Zapotrzebowanie na pracowników utrzymuję się na tym samym wysokim poziomie, donosi szef Federalnego Urzędu Pracy Frank-Jürgen Weise. „Rynek pracy dobrze się rozwija, mimo, że w dwóch poprzednich miesiącach nie zaobserwowaliśmy wzrostu zapotrzebowania na pracowników”.
Zmniejszenie ilości ludzi bez pracy ma przede wszystkim sezonowe podłoże – absolwenci szkół znajdują zatrudnienie dopiero po wakacjach. Należy też pamiętać, że w wielu zakładach trwa postój sezonowy, który z reguły kończy się dopiero we wrześniu.
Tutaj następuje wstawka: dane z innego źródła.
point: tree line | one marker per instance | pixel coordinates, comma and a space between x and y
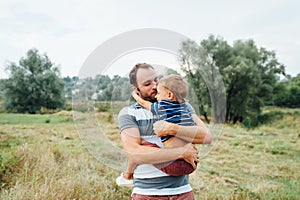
247, 76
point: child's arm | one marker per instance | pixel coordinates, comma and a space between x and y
142, 102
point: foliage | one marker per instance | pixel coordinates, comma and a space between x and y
32, 84
249, 75
287, 93
42, 161
100, 88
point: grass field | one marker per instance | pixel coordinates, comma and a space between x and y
43, 157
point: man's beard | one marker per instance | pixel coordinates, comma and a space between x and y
148, 97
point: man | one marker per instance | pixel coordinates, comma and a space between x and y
136, 125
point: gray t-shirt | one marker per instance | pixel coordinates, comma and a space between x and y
149, 180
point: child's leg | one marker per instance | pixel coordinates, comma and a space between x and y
129, 171
177, 167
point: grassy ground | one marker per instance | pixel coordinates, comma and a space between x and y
42, 157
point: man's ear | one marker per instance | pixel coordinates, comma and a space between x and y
170, 95
135, 89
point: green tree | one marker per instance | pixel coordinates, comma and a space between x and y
32, 84
287, 93
249, 74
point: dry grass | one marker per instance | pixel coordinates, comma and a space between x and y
47, 160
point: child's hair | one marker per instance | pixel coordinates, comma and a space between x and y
176, 85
Należy jednak wziąć poprawkę na fakt, że liczby te nie odzwierciedlają rzeczywistej ilości osób pozostających bez zatrudnienia. Jeżeli weźmiemy pod uwagę np. osoby niezdolne do pracy z powodu choroby, to liczba osób bez pracy wzrośnie do 3,523 mln. Przybyło też zatrudnionych w niepełnym wymiarze godzin – konkretnie o 0,4 procent.